O respeito pelas diferenças marca o convívio social. Respeito, respeitar significa cultivar apreço, consideração, deferência. Isto não significa simplesmente concordar com a posição alheia, mas permite que o outro manifeste livremente sua posição desde que não cause dano aos demais membros da comunidade. Respeito requer reciprocidade! Cada ser humano é diferente! Daí a importância de algo que já os antigos tinham ciência: “conhece-te a ti mesmo”. Entramos aqui num âmbito delicado, pois o respeito pelas diferenças é limitado aos nossos próprios limites. Por isso, numa sociedade plural o respeito exige direitos sociais efetivos, leis que garantam a convivência pacífica e que promovam verdadeiramente o bem comum.
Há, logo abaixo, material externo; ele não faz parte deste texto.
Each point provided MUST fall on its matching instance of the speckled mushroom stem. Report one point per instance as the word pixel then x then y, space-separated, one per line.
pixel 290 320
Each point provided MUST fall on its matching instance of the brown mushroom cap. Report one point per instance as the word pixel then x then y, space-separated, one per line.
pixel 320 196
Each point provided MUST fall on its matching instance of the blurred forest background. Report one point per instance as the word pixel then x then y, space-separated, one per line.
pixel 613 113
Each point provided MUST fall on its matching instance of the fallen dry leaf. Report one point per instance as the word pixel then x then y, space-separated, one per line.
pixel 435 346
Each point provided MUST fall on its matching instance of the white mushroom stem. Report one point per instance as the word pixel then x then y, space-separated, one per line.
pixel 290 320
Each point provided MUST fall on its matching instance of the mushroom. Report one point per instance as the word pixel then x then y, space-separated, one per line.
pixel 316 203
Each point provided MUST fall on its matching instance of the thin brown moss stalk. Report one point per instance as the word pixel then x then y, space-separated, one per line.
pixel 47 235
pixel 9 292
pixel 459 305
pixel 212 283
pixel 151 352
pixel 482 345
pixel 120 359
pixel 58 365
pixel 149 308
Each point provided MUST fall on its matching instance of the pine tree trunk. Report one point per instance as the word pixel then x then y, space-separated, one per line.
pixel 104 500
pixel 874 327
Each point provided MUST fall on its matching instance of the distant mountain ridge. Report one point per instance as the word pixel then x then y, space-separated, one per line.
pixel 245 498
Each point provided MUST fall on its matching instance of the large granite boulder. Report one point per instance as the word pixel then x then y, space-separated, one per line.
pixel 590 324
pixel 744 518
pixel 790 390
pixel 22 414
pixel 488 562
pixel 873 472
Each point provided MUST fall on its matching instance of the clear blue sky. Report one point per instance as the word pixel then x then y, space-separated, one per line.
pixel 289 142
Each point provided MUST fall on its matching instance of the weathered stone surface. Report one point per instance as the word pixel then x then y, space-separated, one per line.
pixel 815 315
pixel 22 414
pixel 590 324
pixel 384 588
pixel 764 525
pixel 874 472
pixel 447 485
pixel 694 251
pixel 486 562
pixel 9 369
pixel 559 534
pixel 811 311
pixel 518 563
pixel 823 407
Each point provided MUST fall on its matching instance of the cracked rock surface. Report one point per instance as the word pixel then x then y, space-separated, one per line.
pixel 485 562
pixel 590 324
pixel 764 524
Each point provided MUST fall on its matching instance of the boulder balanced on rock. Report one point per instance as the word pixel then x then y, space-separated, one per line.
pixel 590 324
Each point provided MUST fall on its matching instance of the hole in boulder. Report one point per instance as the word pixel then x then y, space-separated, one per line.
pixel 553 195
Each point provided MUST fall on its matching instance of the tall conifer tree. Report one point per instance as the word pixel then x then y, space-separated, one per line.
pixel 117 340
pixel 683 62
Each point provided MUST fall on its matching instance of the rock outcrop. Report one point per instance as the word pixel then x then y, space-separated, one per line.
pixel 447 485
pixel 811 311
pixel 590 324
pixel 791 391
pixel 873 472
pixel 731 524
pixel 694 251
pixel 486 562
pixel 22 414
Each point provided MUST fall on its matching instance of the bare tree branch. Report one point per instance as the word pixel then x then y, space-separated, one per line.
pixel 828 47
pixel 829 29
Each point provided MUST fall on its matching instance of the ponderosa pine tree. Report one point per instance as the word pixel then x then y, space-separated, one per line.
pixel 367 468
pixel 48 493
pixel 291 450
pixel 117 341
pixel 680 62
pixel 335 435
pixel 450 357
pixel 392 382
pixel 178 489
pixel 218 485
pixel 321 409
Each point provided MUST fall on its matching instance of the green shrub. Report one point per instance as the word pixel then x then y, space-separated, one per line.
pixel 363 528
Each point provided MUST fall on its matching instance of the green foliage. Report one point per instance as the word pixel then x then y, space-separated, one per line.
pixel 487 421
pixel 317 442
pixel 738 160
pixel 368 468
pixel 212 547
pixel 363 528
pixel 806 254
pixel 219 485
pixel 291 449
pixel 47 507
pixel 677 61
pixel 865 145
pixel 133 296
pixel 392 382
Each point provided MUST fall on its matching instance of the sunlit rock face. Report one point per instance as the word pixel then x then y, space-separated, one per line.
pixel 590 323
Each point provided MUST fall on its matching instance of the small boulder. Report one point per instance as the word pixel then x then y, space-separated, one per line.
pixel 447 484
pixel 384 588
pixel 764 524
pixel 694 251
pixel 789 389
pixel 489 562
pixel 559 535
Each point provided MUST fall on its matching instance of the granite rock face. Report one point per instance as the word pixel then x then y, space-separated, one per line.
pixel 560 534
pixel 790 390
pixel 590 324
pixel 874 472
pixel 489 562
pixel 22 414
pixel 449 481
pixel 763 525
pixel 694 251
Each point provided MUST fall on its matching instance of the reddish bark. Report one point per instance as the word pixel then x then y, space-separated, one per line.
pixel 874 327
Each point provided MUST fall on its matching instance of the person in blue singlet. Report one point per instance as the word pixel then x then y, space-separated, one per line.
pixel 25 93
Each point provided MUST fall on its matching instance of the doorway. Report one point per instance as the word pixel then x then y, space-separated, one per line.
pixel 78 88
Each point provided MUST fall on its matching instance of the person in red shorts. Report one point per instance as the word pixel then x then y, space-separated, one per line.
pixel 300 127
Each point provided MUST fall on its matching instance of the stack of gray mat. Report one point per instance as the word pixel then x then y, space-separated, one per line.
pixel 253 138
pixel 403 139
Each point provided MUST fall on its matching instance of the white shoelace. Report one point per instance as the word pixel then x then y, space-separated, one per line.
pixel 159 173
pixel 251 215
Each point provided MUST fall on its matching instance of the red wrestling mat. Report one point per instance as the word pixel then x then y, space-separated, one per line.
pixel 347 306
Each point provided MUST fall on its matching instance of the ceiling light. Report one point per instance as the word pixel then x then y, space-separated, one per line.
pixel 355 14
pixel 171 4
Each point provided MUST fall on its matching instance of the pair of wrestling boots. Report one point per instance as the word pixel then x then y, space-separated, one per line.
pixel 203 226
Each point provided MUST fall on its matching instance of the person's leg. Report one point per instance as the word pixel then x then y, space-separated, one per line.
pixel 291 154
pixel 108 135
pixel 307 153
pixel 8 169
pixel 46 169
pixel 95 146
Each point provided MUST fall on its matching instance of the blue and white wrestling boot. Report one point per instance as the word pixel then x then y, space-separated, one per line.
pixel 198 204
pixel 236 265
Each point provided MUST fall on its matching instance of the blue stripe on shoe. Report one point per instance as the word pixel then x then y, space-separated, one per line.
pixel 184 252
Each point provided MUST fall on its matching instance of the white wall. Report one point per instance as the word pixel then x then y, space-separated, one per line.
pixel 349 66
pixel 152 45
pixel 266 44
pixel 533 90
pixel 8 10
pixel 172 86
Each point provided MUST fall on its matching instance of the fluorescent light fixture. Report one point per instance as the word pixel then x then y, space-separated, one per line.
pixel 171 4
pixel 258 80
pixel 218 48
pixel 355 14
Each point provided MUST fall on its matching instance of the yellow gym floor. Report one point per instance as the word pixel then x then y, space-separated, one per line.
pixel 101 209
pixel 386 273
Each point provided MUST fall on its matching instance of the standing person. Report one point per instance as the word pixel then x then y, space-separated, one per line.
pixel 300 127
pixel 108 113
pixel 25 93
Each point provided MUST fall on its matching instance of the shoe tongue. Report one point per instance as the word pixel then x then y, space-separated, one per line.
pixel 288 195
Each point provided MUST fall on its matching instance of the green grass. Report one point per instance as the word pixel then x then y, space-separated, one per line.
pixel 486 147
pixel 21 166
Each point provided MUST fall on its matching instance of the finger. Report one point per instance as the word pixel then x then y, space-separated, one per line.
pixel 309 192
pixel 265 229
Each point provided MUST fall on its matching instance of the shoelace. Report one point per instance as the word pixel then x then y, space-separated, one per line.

Para que tal seja realidade, urge promover a tarefa ética da política e da educação.
Em nível eclesial é doloroso constatar ataques, críticas e suspeitas contra o magistério, e de forma particular contra o Papa, “princípio e fundamento perpétuo e visível de unidade” (LG 23). Há sinais de uma animosidade orquestrada que fere profundamente a comunhão e a unidade da própria Igreja. Neste sentido vale recordar qual a função do magistério: “A função do Magistério não é algo extrínseco à verdade cristã ou algo sobreposto à fé; pelo contrário, é algo que nasce da própria economia da fé, uma vez que o Magistério, no seu serviço à Palavra de Deus, é uma instituição positivamente desejado por Cristo como elemento constitutivo da Igreja. O serviço que o Magistério presta à verdade cristã é realizado em benefício de todo o Povo de Deus, que é chamado a ser introduzido na liberdade da verdade que Deus revelou em Cristo” (J. Ratzinger).
Tendo presente o que foi acima explicitado, creio que a Campanha da Fraternidade se propõe uma tarefa urgente e necessária: compreender as principais causas da atual mentalidade de oposição e conflito, geradora da incapacidade de ver nas outras pessoas um irmão e irmã; conscientizar sobre a necessidade de construir a unidade em meio à pluralidade, superando divisões e polarizações; estimular a espiritualidade, os processos, os hábitos e as estruturas de comunhão na Igreja e na sociedade.
Na passagem do Evangelho que motiva a CF, Jesus chama seus discípulos de amigos e não de servos. Como podemos trazer essa reflexão para os nossos dias?
Jesus nos considera amigos! Mesmo nas próprias situações de ambiguidade que podemos viver, Ele demonstra o seu amor gratuito e inegável. A amizade eleva, por assim dizer, a própria relação: respondendo ao amor com amor, nos tornamos como Deus! Somos de fato amigos de Jesus se respondemos ao seu amor agindo como ele agiu: “Por toda parte, ele andou fazendo o bem” (At 10,38), e “fazia bem todas as coisas” (Mc 7,37). Jesus não nos quer servos, mas amigos, iguais a Ele! Por isso, somos vocacionados a viver na liberdade de filhos amados. Ora, o mandamento do amor não é um mandamento que se acrescenta aos demais! Não! É o mandamento que inclui todos os demais!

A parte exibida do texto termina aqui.